The team at Grand Rapids-based private equity firm Auxo Investment Partners has a saying that every deal has to die once before it closes.
“That tends to be the way these things work — you often come across things that look like they could be deal killers and you just have to find a way to work through them,” said Jeff Helminski, managing partner of Auxo, which invests in growing founder- and family-owned industrial, manufacturing and business-services companies.
Helminski and his team at Auxo encountered plenty of those instances in its 2020 acquisition of Indianapolis-based Precision Parts Group Inc.
Precision Parts Group’s two divisions included Paramount Tube, which manufactures highly engineered and custom small diameter spiral-wound and extruded tubular products, and Euclid Medical Products, which manufacturers single- and multi-dose pharmaceutical packing systems.

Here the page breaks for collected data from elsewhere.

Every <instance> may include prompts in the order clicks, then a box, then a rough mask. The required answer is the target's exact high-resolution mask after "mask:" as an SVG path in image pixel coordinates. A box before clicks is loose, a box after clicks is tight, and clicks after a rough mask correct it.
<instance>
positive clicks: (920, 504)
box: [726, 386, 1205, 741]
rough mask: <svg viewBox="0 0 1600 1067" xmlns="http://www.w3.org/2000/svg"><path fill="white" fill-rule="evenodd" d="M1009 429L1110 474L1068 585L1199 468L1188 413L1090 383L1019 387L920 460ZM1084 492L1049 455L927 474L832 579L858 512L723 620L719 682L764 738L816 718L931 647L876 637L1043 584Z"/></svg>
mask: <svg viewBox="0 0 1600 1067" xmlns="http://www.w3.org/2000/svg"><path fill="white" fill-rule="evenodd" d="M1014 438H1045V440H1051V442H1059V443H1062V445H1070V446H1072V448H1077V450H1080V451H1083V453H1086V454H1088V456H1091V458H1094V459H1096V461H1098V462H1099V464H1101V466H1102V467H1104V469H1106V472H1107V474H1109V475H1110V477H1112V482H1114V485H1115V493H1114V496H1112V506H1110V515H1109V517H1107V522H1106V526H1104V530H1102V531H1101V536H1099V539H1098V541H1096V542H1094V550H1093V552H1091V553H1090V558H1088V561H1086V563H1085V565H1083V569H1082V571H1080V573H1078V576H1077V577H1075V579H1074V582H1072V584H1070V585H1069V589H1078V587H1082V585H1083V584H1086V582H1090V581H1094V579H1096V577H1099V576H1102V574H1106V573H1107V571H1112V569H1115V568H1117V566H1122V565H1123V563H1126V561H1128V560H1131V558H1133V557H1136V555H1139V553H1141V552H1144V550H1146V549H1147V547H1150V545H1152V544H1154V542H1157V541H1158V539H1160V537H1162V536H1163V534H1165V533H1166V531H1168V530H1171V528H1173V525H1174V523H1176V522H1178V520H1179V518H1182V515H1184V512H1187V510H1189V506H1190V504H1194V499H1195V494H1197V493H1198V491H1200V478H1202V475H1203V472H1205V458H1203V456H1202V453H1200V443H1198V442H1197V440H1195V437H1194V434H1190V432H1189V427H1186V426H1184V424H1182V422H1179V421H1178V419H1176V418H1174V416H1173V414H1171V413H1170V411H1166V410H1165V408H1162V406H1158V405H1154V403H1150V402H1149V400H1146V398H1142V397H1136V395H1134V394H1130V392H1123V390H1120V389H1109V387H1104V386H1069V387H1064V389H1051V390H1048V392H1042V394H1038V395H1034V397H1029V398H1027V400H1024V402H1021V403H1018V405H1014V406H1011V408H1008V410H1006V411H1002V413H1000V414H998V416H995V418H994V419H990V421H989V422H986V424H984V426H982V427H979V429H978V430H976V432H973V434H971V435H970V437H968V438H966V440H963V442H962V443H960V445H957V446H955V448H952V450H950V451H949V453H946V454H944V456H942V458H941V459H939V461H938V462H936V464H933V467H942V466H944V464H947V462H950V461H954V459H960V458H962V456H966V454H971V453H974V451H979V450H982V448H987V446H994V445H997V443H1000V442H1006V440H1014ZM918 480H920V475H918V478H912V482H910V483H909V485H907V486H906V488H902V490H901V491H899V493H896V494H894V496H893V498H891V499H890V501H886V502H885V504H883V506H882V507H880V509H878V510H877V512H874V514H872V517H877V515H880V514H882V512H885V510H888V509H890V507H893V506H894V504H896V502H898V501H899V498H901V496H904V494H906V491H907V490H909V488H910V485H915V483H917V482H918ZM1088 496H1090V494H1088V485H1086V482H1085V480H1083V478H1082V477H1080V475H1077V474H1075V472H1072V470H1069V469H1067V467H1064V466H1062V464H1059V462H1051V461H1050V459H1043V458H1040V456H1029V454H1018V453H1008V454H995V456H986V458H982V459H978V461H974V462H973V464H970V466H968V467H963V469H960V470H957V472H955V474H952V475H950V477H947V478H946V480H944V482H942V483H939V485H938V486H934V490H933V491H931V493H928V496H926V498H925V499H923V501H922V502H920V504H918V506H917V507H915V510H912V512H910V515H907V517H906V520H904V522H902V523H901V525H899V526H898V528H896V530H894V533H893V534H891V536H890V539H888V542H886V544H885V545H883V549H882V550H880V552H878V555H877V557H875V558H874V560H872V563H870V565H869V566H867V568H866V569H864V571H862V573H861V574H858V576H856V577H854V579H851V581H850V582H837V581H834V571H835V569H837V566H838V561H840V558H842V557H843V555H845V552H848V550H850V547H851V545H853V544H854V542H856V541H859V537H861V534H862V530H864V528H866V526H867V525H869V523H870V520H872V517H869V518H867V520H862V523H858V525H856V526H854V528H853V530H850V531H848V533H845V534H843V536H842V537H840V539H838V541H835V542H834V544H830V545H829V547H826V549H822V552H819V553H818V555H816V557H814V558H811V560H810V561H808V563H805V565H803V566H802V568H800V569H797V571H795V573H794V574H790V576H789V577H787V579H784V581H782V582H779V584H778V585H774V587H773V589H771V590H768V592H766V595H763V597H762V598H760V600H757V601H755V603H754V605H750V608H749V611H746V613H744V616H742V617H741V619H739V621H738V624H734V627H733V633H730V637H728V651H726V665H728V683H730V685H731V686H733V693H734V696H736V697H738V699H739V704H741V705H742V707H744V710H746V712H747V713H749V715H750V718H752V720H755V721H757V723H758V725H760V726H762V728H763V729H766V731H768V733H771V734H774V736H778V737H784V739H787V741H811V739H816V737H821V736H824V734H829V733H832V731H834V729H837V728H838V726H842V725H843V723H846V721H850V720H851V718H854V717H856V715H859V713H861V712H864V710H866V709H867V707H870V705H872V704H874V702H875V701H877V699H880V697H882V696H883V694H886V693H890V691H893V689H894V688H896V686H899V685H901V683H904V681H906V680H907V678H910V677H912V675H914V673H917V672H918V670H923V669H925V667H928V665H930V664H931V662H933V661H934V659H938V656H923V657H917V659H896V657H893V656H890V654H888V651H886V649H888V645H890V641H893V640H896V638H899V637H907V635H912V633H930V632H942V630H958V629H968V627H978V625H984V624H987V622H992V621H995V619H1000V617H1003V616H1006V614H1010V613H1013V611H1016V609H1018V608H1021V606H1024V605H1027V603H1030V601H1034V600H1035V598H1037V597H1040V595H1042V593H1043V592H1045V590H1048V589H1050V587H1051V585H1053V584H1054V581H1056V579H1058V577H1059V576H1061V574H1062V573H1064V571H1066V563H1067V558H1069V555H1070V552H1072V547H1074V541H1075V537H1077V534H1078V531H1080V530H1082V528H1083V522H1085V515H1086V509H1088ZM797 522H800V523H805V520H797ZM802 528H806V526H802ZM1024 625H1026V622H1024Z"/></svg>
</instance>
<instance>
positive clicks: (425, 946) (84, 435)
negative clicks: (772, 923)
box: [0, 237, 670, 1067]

Precision Parts Group operates out of the Midwest region with a joint venture operation in China.
By closing on the deal in September of 2020, Auxo was able to establish a platform in the spiral-wound tubular products and pharmaceutical packaging industries.
By Helmisnki’s assessment, the transaction came with a particularly complex set of characteristics and dynamics that the team had to finesse in order to close the deal against the backdrop of the ongoing COVID-19 pandemic, a potential deal-killer of its own.
The deal earned a nod in this year’s M&A Deals of the Year Awards as an honorable mention.
The international component was one distinguishing factor of the deal, marking the first time that Auxo has acquired a company with international operations. However, the firm’s team members did have plenty of experience in the international space.
The Chinese joint venture, called PPG International, was partially owned by a minority shareholder who led the operation in the country.
The challenges arose when Auxo was unable to connect with members of the joint venture in person and — because of a travel ban — had to rely on a consultant for onsite operational due diligence. Auxo’s consultant splits time between Michigan and her home in Austria, but because of the travel limitations, even she had to rely on an additional partner on the ground in China to carry out the crucial phase of the deal.
“Building a relationship with them, getting to know them and having them trust us was important and that was a challenge,” Helminski said. “In terms of the operational diligence, we had to rely on a third-party adviser really almost two steps removed.”
Navigating the due diligence of an extremely niche market was also a hurdle for Auxo. The team worked to map out the state of the market, determine where PPG stood in the space, uncover opportunities to dominate the industry and cultivate industry relationships. Auxo tackled this through consulting with industry experts and conducting independent research, which was a challenge during a time of economic and geopolitical uncertainty.
A New York City-based private equity fund was the primary seller of PPG. However, the largest shareholder was the incumbent mezzanine lender who also desired to remain in the deal as both a lender and equity owner.
This left Auxo to negotiate a transaction with a singular partner at the mezzanine lending firm who was both the largest shareholder and subordinated debt holder. At the same time, the party was the new subordinated debt holder Auxo had to negotiate with, and they desired to be an equity investor in the deal going forward.
Precision Parts Group CEO David Hooe was the second largest shareholder and had been with the company for 30 years. Hooe was concerned with the legacy of the company and the fate of its employees.
Auxo caught a serendipitous break. One of Auxo’s founding investors is also the founder of a Chicago-based private equity firm, which coincidentally owned PPG previously when Hooe took over as CEO. This helped to build a bridge between Auxo and PPG.
With these latest experiences under its belt, Auxo Investment Partners continues to seek out deals. Helminski said the firm is eying a European deal as a potential add-on acquisition for one of its existing companies.
“We’re usually looking for good companies that we think we can help make a little better, but mostly grow them over time with our hands on, operationally active engagement with the company,” Helminski said.